Some Titters have tried to draw a parallel with owning a sweet shop: for example, if I owned a sweet shop, crowed the obnoxious Chris Packham, I would refuse to sell sweets to Farage because he doesn’t share my values. At least Packham makes it easy for us more enlightened to pull the rug from under his flat feet. Selling sweets isn’t on a par with expediting financial transactions. There’s no power imbalance. End of.

But it’s the ‘doesn’t share my values’ claim that has me laughing into my latte. Supercilious. Super-silly. I’ve quoted Jesus before (Mark 10:25): “It is easier for a camel to go through the eye of a needle, than for a rich man [by that, He means ‘arrogant’] to enter into the kingdom of God.” For all Farage’s faults, I haven’t seen evidence of him claiming to be better than others, i.e. having superior values. His underlying tenet is that all opinions are to be respected, and that the democratic will of the people should, well, will out which actually means his values are sound if not superior to Packham’s et al.

Given my opening paragraph, does that mean I’m going to vote for Farage / Farage’s party at the next election? I might, if he forms one/joins one, on this banking issue alone. Also in the running is the Reclaim Party led by Laurence Fox. I’ve looked at them/him before and decided oh no thank you, but Lozza stood in Boris’s former Uxbridge seat at the by-election yesterday. He tweeted, “At the count. Our media team have approached the @bbc and been told there are ‘No circumstances whatsoever’ in which they would speak to me. ‘Even if we won?’ Said my media staff. ‘Even if you won.’ Said the @BBC … But that is the state propaganda service for you. The @bbc are rigging elections.”
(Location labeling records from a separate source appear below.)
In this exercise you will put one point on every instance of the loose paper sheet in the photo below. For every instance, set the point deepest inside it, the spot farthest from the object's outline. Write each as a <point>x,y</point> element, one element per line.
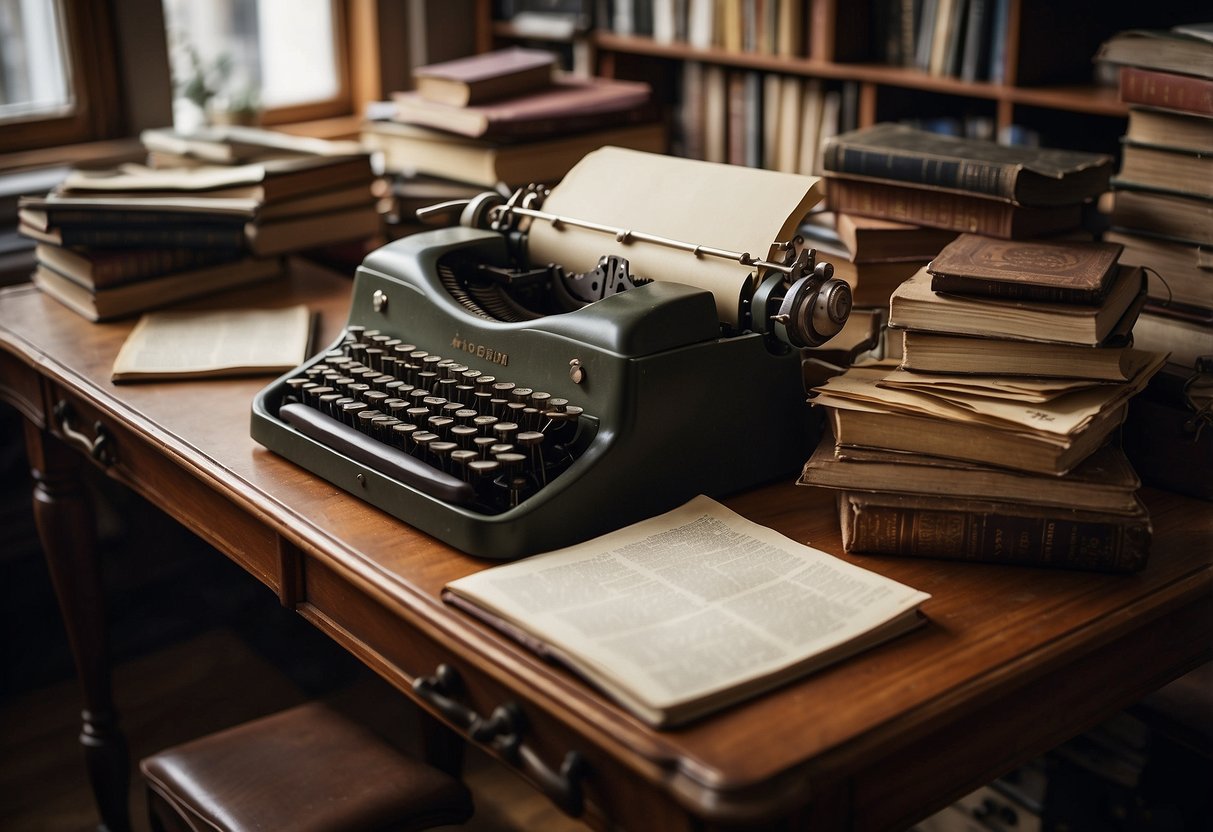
<point>723,206</point>
<point>688,603</point>
<point>858,389</point>
<point>166,345</point>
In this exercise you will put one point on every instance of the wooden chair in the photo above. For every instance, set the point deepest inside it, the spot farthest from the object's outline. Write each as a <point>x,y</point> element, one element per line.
<point>306,769</point>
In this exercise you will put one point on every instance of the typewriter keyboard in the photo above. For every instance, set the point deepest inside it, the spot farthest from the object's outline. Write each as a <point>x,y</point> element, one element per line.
<point>456,433</point>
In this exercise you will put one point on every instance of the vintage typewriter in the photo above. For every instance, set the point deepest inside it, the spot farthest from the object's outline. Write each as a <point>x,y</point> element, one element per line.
<point>507,406</point>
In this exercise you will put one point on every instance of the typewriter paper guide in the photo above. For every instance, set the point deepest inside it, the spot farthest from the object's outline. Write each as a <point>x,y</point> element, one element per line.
<point>724,206</point>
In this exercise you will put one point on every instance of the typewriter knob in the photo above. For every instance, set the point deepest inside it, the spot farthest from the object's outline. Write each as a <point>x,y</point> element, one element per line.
<point>476,212</point>
<point>813,309</point>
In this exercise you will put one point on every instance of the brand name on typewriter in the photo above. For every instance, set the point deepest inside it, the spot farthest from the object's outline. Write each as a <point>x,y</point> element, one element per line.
<point>480,351</point>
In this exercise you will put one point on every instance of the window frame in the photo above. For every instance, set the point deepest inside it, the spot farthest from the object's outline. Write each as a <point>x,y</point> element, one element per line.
<point>90,47</point>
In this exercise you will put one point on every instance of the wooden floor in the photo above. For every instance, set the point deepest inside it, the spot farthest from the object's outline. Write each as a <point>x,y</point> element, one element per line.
<point>206,683</point>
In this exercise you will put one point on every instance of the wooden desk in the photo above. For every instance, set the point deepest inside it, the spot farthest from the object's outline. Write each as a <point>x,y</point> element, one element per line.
<point>1013,660</point>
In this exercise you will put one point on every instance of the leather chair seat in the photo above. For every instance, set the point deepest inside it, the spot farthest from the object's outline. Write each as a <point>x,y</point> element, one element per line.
<point>306,769</point>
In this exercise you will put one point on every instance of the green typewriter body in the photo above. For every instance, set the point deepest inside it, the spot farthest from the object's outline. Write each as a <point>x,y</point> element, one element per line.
<point>502,431</point>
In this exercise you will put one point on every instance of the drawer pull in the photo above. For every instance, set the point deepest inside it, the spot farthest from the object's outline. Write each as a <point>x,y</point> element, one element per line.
<point>502,731</point>
<point>100,446</point>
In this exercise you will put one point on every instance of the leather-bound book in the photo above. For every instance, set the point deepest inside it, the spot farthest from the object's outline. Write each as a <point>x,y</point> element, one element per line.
<point>900,154</point>
<point>1025,269</point>
<point>485,77</point>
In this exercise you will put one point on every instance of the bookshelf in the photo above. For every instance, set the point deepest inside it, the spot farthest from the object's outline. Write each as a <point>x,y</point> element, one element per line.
<point>1044,80</point>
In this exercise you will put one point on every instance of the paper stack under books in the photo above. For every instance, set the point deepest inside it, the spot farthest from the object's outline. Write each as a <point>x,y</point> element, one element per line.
<point>893,171</point>
<point>508,117</point>
<point>209,211</point>
<point>873,256</point>
<point>994,439</point>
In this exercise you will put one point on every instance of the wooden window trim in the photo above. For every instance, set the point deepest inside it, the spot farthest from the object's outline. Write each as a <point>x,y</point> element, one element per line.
<point>96,114</point>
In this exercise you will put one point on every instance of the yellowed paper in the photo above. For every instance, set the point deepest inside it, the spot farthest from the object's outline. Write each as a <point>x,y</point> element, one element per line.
<point>723,206</point>
<point>1063,417</point>
<point>1018,388</point>
<point>168,345</point>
Yup. The BBC are, given their power, rigging elections to block people they don’t agree with. Coutts and Nat West are withdrawing banking facilities from people they don’t agree with. I will therefore vote for anyone who abhors such practices, no matter how distasteful their views on anything else. No doubt the left will accuse me of facilitating the rise of right-wing extremism in Britain. I would counter that we already live in a fascist state, thanks to the left’s / metropolitan elite’s intolerance of free speech and democratic principles. They’ve made the bed that I and others are trying to strip.


Comments

  1. Love him or loath him, or be indifferent to him but Nigel Farage has broken no laws. He stood for what he believed in, a luxury this country still has, so, all be it at best margionalised and at worst given a biased coverage by the BBC, NF had a platform to pick up where the Referdum Party left off and give a voice via his campaign against remaining in a fudamentally flawed, dictatorial, corrupt organisation, aka European Union. So he spoke out against immigration, that doesn't make him a racist just do the math, immigration far exceeds emmigration the UK bemefitted greatly from EU labour but has equally sufferred from the illegall influx and the criminal element.
    He stood up for his beliefs and argued them eloquently, no hate speak, no inciting violence.
    Bank have a duty to perform due dilligence checks on its investors, to ensure for instance there is no evidence of money launderring or other criminal activity or links to unawful organisations etc.
    So Coutts acted inethically on two counts, in what was effectivly a witch hunt they compiled a dossier on NF, closed his account stating he dinn't have sufficient funds there by breaking customer confidentiality by disclosing financial info, for which they should lose their licence to opperate. Also stating NF's views didm't allign with their values, so what, as long as there is no illegal/intent to provoke hate crime a bank has no right to police a customers personal views and persecute as they see fit.
    Today the CEO of Nat West has apologised personally to NF, in desperate belated attempt to distance herself and Nat West from their problem child's god allmighty clanger. Too late love, you should have jumped on this immediately and started an investigation.
    Such draconian behaviour by a bank goes beyond one man.